İzmir’e gelmeye nasıl karar verdiniz?
Ben İzmirliyim. Burada abilerim var. Onların desteği söz konusu. Çocukları aldım, geldim. Sapanca’yı ve yaşadıklarımızı unutmak istiyordum.
DAHA ÖNCE DE DÖVÜLMÜŞTÜR
Tam da Sapanca’yı ve her şeyi unutmak isterken, sonra olay nasıl ortaya çıktı?
Buraya geldikten sonra KODDER (Kırkpınar Halkı Otizm Dayanışma Derneği) Başkanı Cem Kumuk beni aradı. Aslında benden hiç hoşlanmazdı. “Sizin eski öğretmen Cihat Hoca, berberde çocuklardan birinin gözüne yumruk atmış. Sizin hep kaygılarınız vardı, haklıymışsınız. Mümin’i de Sedat dövmüş, videosunu da Cihat internete koymuş” dedi. Hiç aklıma gelmiyor. Halbuki Yılmaz’ın diğer adı Bumin. Ben ‘Bumin’i’, ‘Mümin’ gibi anlıyorum. Sedat Hoca’yı aradım. “Bir video olayı duydum, inanamadım” dedim. Sedat, “Ayşegül Hanım, ben Yılmaz’a bunu yapar mıyım?” dediği an beynimden vuruldum.
Videoyu izlediğinizde ne hissettiniz?
(Ağlıyor). Onu döven hoca zayıf, çelimsiz. Benim oğlum 1.86 boyunda, 90 kilo neden böyle ‘hazır ol’da duruyor? Neden kendini korumuyor? Psikiyatr bir arkadaşım “Çocuk daha önce dövülmüştür eğer karşı koyarsa daha çok dövüleceğini biliyordur, en iyisi dayağım bitsin, kurtulayım diye düşünür” dedi. Sinan kardeşini benden bile korur. Onun çaresiz duruşu hepsinden çok etkiledi beni. Aklıma neler geliyor... Acaba Sinan da sırasını mı bekliyor? Video okulun tuvaletinde çekilmiş. Seyrettikçe başka ayrıntılar görüyorsunuz. Çocukların üzerinde montları var, belli ki eve gelme saatlerine yakın bir saat. Adamlarda bir telaş, bir kaygı yok. Oh rahat rahat hırpalıyorlar, dövüyorlar çocuğumu. Savcılığa suç duyurusunda bulundum. Savcı “Siz bu videoyu nasıl seyrediyorsunuz ben izleyemiyorum” dedi.

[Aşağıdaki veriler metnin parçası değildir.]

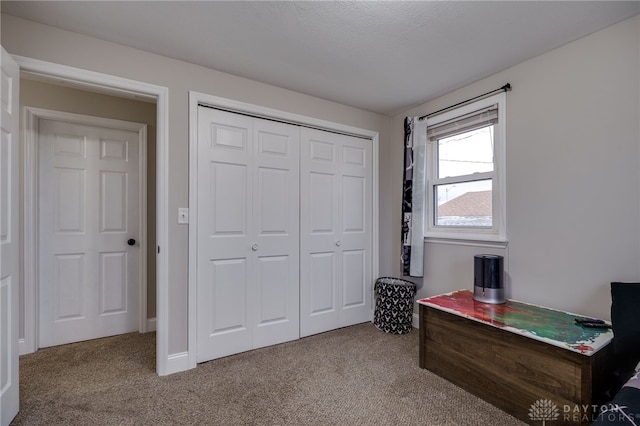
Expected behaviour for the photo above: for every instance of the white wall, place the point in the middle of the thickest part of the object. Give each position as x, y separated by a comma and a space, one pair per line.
30, 39
573, 175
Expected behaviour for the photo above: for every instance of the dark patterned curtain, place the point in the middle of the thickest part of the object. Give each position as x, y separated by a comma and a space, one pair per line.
413, 196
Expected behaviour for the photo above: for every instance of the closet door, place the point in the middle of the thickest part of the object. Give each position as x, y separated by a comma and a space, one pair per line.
248, 233
335, 266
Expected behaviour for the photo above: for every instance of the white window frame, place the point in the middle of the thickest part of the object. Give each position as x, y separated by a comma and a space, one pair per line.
497, 233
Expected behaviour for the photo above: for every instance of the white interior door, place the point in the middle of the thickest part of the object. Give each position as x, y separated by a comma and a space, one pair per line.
89, 248
248, 233
9, 239
335, 267
276, 218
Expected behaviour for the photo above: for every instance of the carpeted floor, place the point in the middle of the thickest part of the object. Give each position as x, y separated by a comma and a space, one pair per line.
352, 376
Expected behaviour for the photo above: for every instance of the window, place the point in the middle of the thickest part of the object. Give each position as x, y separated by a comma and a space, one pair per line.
465, 171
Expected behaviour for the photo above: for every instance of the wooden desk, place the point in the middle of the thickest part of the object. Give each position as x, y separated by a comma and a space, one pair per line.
524, 359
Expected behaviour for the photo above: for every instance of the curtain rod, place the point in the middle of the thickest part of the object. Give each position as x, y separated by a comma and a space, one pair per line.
506, 88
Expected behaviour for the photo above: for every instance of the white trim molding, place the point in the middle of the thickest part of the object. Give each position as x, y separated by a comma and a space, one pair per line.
196, 99
119, 86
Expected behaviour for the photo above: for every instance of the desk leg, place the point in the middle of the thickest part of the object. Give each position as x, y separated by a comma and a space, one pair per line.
422, 323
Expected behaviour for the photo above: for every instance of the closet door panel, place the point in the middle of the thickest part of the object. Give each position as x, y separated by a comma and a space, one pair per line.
355, 230
276, 243
225, 227
336, 282
320, 209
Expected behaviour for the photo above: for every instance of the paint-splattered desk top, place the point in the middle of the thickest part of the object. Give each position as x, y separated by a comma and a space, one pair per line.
554, 327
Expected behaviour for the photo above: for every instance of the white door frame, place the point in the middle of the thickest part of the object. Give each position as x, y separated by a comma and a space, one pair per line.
104, 83
196, 99
31, 213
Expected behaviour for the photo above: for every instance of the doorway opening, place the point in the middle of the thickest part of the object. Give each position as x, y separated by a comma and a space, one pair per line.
94, 84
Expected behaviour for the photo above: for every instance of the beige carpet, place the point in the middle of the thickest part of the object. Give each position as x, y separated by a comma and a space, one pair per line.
353, 376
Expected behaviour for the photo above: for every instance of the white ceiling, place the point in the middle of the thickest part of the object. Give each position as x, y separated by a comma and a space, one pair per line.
382, 56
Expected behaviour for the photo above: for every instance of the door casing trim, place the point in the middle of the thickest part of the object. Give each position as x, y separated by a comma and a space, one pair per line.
118, 86
31, 212
195, 100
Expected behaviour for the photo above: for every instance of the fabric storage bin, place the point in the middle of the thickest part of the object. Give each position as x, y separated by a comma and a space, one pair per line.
394, 305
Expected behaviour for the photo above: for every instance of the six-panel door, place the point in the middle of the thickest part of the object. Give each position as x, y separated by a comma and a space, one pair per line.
248, 233
335, 209
88, 210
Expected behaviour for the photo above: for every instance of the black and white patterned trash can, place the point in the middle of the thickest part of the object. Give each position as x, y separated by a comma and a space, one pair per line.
394, 305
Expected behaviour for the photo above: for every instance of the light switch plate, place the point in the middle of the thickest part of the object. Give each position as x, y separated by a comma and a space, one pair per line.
183, 215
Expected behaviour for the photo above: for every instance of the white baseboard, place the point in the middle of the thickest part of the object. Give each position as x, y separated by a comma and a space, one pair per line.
151, 325
176, 363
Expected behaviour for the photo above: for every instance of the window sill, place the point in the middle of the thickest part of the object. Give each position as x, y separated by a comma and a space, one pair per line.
468, 240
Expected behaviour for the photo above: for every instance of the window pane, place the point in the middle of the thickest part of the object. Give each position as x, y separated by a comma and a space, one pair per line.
464, 204
466, 153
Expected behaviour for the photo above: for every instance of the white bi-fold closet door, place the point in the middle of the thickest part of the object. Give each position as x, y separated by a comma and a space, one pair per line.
248, 233
283, 232
335, 212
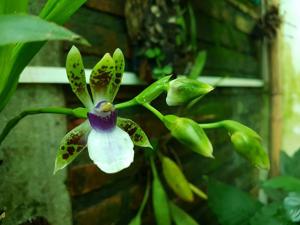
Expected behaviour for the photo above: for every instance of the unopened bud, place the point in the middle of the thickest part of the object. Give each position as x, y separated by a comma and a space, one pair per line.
183, 90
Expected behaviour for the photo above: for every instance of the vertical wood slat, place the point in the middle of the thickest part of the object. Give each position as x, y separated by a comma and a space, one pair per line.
275, 102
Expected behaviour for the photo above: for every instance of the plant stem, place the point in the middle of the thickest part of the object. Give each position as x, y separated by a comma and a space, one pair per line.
126, 104
211, 125
145, 199
153, 167
154, 111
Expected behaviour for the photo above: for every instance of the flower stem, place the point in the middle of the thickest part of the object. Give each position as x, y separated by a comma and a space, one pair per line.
126, 104
79, 112
211, 125
154, 111
145, 199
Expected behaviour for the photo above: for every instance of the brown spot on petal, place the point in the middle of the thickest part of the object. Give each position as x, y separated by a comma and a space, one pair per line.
65, 156
71, 150
130, 128
137, 137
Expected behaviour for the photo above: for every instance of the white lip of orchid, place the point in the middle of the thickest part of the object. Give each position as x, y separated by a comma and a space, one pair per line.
112, 151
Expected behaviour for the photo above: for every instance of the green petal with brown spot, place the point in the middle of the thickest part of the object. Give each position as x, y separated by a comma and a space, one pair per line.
71, 145
101, 78
137, 135
118, 58
76, 76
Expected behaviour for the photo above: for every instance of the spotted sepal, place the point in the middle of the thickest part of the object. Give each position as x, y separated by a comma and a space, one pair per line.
119, 60
76, 76
101, 78
71, 145
137, 135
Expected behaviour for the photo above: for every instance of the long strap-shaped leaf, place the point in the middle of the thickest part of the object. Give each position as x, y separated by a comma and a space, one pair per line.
58, 11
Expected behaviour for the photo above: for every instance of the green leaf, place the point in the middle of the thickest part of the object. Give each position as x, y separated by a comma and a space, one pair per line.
231, 205
79, 112
76, 76
101, 77
286, 183
189, 133
152, 53
32, 28
153, 91
168, 69
137, 135
176, 179
198, 192
292, 206
159, 199
198, 65
71, 145
271, 214
180, 217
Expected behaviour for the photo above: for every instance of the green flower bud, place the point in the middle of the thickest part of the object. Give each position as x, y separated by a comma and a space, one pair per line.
233, 126
183, 90
189, 133
247, 143
153, 91
250, 148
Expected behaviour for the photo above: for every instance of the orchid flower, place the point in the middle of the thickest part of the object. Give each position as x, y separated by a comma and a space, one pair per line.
109, 139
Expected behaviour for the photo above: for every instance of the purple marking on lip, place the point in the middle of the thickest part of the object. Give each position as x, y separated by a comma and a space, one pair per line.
102, 121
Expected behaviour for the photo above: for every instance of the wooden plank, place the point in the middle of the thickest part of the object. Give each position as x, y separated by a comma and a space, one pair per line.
216, 9
86, 178
115, 7
104, 32
213, 31
231, 62
276, 124
246, 8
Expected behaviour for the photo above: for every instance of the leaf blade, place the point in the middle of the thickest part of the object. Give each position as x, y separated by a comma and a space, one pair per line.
32, 28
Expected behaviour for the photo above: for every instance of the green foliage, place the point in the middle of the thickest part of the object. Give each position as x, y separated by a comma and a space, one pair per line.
32, 28
159, 199
137, 220
183, 90
101, 76
180, 217
76, 76
153, 91
231, 205
292, 206
270, 214
289, 165
14, 58
176, 179
251, 149
159, 72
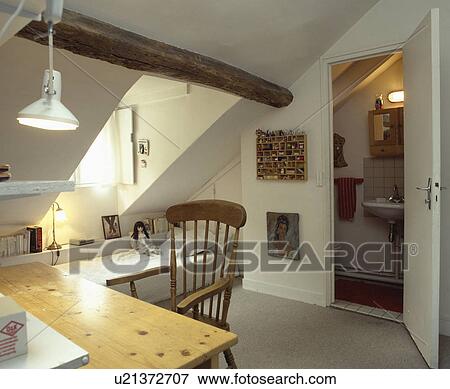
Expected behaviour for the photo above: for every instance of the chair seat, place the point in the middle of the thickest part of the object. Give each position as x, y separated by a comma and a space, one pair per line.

Bu olayla yüzleştikten sonra geriye döndüğünüzde başka soru işaretleriniz var mı?
Var ancak kanıtım yok... Sinan’ın öğretmeninin evi Kırkpınar’ın içinde. Ne zaman arabayla o sokaktan geçsek, Sinan tepki gösteriyor, hemen geçelim istiyordu. Çocuk defalarca oraya götürülmüş. Ama evde ne olduğuna dair hiçbir kanıtım yok. Düşündükçe çıldırıyorum. Olayı duyan esnaf, “Keşke bizim elimize verseler de cezasını biz versek” diyor.
Olay gazetelere manşet olunca Aile ve Sosyal Politikalar Bakanı Ayşenur İslam sizi aradı mı?
Gözden kaçmış olabileceğini düşünüyorum. Çünkü vicdanı olan her insan bu videoyu izlediğinde benim bir anne olarak neler hissedebileceğimi anlayabilir. Sayın Bakan da bu röportajdan sonra inanıyorum ki hem bir bakan hem de bir anne olarak benim yanımda olacak, kendi seçim bölgesinde bulunan bu kurumla ve şiddet uygulayan kişiyle ilgili gerekli desteği verecek.
BİR HAYALİM VAR
Amerika’da pansiyon sistemi kurmuşlar. Denetleyicileri var, toplu halde yaşıyorlar. Türkiye’de böyle bir yer yok. Korunmaya muhtaç çocuklar için köy var. Devlet çocuklar için de böyle bir köy yapabilir. Çocuklar doğayla mutlu oluyorlar. Arsayı devlet verir, söz hakkı, denetleme hakkı olur. Aileler küçük evler yapabilirler. İnsanların medeni, iklimin uygun olduğu Ege ya da Akdeniz’de yapılabilir. Çünkü bu çocukları kabul edip, onlara hoşgörülü olmak şart. Çok mu imkânsız bir hayal?